Personally, I'm rather more sceptical of AI as a means of generating visual concepts... If they're used to draft a basis to be developed into a concept to present a client, for example, that's one thing... actually presenting the AI concept feels lazy and disingenuous.

 

The old adage of "a picture is worth a thousand words" takes on a whole new meaning, because a well-crafted photograph/visual, which may have required models/actors, set-dressers, lighting techs, etc. will invariably be more costly than its closest AI-generated analogue, but it will be more precise and 'real' than something created through a thousand words' worth of prompt.

Amybeth M. ACI G7
Community Expert
Community Expert
November 17, 2025

Insightful reflection — you highlight the balance between AI as a tool that enhances creativity versus one that risks replacing authentic human effort @Gord@APL

Amybeth MACI G7 Certified Expert
Participating Frequently
November 17, 2025

That's going to be the real battle, I think...

 

Those outside the creative sphere are more likely to take on that risk, since it's an area they frequently don't fully understand (or respect, sadly) the work/skill/experience that goes into creativity.
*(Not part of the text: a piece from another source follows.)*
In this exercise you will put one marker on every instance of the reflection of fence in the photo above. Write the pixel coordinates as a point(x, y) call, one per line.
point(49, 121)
If AI offers a cost saving, that's all they'll need/want to know about it. If it also saves time, so much the better... But it does rather make one think of the 'Iron Triangle': if you get it fast and cheap, it ain't gonna be good.

 

The creatives, meanwhile, will hopefully embrace the timesaving aspects, but remain cautious of 'overusing' AI because they're more inclined to keep their skills finely tuned. I'm looking forward to the next AI innovations brought into Photoshop.